Visiting... the expansive Western theme park Westworld. The immersive park is full of realistic looking android “hosts” who inhabit the world and act out various narratives within it. The guests are free to kiss, kill, and interact with the hosts however they wish. Although the park is full of violence and aggression, the hosts can’t actually hurt the human guests.
Profession... Executive Vice President of the Delos company. William’s high-powered career allows him to afford a trip to Westworld, which is accessible only to the uber wealthy. His company also owns a share of the park.
Interests... storytelling. William’s always been fascinated by stories. As he explains, “The only thing I had when I was a kid were books. I used to live in them. I used to go to sleep dreaming I'd wake up inside one of them 'cause they had meaning.” While other guests are happy to use Westworld as their personal playground, William is curious about the detailed “narratives” at play within the park. He wants to find out what they mean.
Relationship Status... engaged. In fact, William’s trip to Westworld is designed as his bachelor party. He’s taken there by his soon-to-be brother-in-law Logan, who is a Westworld regular. Assertive Logan wants William to indulge in all of park’s pleasures, but William would prefer to stay faithful to his future wife Juliet.
Challenge... finding his voice. William isn’t one to stand up for himself. When they first arrive at the park, he lets Logan push him around and bully him for refusing to sleep with a host. But the more time he spends in Westworld, the more he starts to find his voice. That’s particularly true once he meets Dolores, a beautiful host with a thoughtful demeanor whom he feels compelled to protect.
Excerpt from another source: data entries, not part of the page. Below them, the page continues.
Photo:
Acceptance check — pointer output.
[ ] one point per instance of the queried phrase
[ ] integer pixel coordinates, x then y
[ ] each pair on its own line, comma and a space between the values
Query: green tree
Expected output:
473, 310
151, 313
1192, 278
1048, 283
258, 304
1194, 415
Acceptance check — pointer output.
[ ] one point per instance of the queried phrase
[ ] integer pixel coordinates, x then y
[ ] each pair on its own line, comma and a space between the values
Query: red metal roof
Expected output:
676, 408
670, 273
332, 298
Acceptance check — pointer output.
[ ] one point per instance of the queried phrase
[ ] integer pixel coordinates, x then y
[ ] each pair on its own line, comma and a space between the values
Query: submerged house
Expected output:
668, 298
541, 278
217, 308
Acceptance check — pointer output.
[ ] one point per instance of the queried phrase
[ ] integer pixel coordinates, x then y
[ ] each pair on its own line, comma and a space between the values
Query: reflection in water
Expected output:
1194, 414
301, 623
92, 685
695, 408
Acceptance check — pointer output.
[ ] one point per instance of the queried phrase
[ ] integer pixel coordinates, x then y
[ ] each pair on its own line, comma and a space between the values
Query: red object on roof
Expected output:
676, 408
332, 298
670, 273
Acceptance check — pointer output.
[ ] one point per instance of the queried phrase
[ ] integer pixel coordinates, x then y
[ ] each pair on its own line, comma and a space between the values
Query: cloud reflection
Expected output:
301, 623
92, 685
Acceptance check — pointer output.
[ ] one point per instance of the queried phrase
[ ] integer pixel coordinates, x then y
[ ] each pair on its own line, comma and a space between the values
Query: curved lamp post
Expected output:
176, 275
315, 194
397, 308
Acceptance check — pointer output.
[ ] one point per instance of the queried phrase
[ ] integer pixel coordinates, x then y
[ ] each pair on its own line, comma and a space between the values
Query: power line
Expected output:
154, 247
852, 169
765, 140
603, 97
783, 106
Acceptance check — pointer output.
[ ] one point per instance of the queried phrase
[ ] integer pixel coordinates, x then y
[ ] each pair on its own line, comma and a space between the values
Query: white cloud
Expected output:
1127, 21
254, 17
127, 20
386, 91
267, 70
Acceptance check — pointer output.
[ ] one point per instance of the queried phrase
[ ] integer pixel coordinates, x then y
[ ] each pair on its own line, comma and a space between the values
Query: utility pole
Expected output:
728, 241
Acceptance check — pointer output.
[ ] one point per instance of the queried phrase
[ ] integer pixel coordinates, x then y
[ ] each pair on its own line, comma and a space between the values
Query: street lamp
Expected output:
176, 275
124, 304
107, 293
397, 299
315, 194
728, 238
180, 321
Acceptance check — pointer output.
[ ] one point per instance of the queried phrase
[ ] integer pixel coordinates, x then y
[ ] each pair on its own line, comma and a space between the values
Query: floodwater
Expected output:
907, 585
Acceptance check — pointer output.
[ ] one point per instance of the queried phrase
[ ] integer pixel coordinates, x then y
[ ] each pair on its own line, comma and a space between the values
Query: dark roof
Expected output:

Personality... soft-spoken, intellectual, and kind. Timid, bookish William is more of a lover than a fighter. He’s a fundamentally moral and empathetic person who’s inherently uncomfortable with a world as aggressive as Westworld. But William has a romantic side and when allowed to play the hero, he gets swept up in the excitement of it. Intellectually he knows the park isn’t real, but once he has a taste of the power and freedom it offers him, he finds it hard to let that go.